Although Chairman Henry M. Sloma warned his colleagues to expect criticism, the Niagara County Industrial Development Agency took the first step Wednesday toward approval of a property tax break for the Seneca Nation's planned golf course in Lewiston.

The IDA's Project Review Committee formally accepted the application for a five-year payment-in-lieu-of-taxes arrangement for the $20 million course. A public hearing will be scheduled sometime in May, after the full IDA board ratifies the committee's action next Thursday.

The final vote on the aid to the project is on target for May 17.

"In granting these incentives we will receive some criticism, and that criticism will focus on whether the corporation needs it," Sloma predicted.

The applicant is the Seneca Management Development Corp., an entity set up by the Senecas for projects outside the 50-acre footprint the nation controls in downtown Niagara Falls, where Seneca Niagara Casino is located.

Seneca spokesman Phil Pantano said there has been no consideration of attempting to make the course tax-exempt by declaring it sovereign Seneca land, as the Niagara Falls site is.

Regardless of how profitable the casino is, Sloma said, the IDA's tax-exemption policy does not allow it to discriminate.

"I see this as a net gain for the community.
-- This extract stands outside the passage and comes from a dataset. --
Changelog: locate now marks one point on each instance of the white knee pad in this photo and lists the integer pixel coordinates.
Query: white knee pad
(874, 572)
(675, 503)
I don't think we should reflect on the profitability of the sponsor," Sloma said.

The application estimates the Senecas will make $965,000 in payments in lieu of taxes over five years to the county, the Town of Lewiston and the Lewiston-Porter School District. There is also a projection that the course's sales tax revenue during that period will be almost $2.4 million.

However, the Senecas expect to save $1.1 million on their property tax es and $522,000 by not having to pay sales tax on their construction materials and course furnishings.

Project manager Gary Paumen said construction should start next month and be complete by the summer of 2008. While the grass is planted and allowed to grow on the 18-hole course, the 12,000-square-foot clubhouse will be built, and the first ball should be teed off in May 2009.

The 18-hole layout was described by Rajat Shah, senior vice president of Seneca Niagara Falls Gaming Corp., as a "championship course," but its total length is to be 7,026 yards, which Paumen acknowledged is probably too short for a Professional Golf Association tournament.

There are other levels of pro golf, however. Shah said, "At this point, we can't guarantee we can attract a national tournament. . . . That is our intent, but it's a long process."

The layout will include six large retention ponds, which will double as water hazards. They are to help drain the low-lying site into a Department of Transportation ditch that bisects the course and leads to Four Mile Creek and then to Lake Ontario.

An unusual feature of the course will be a double green serving both the ninth and 18th holes. Thus, both the front nine and the back nine will end near the clubhouse, whose entrance is to be off Creek Road just south of Swann Road.

The 251-acre site is bounded by the Robert Moses Parkway and Creek, Pletcher and Raymond roads. The maintenance entrance will be off Pletcher Road at the north edge of the property, Paumen said.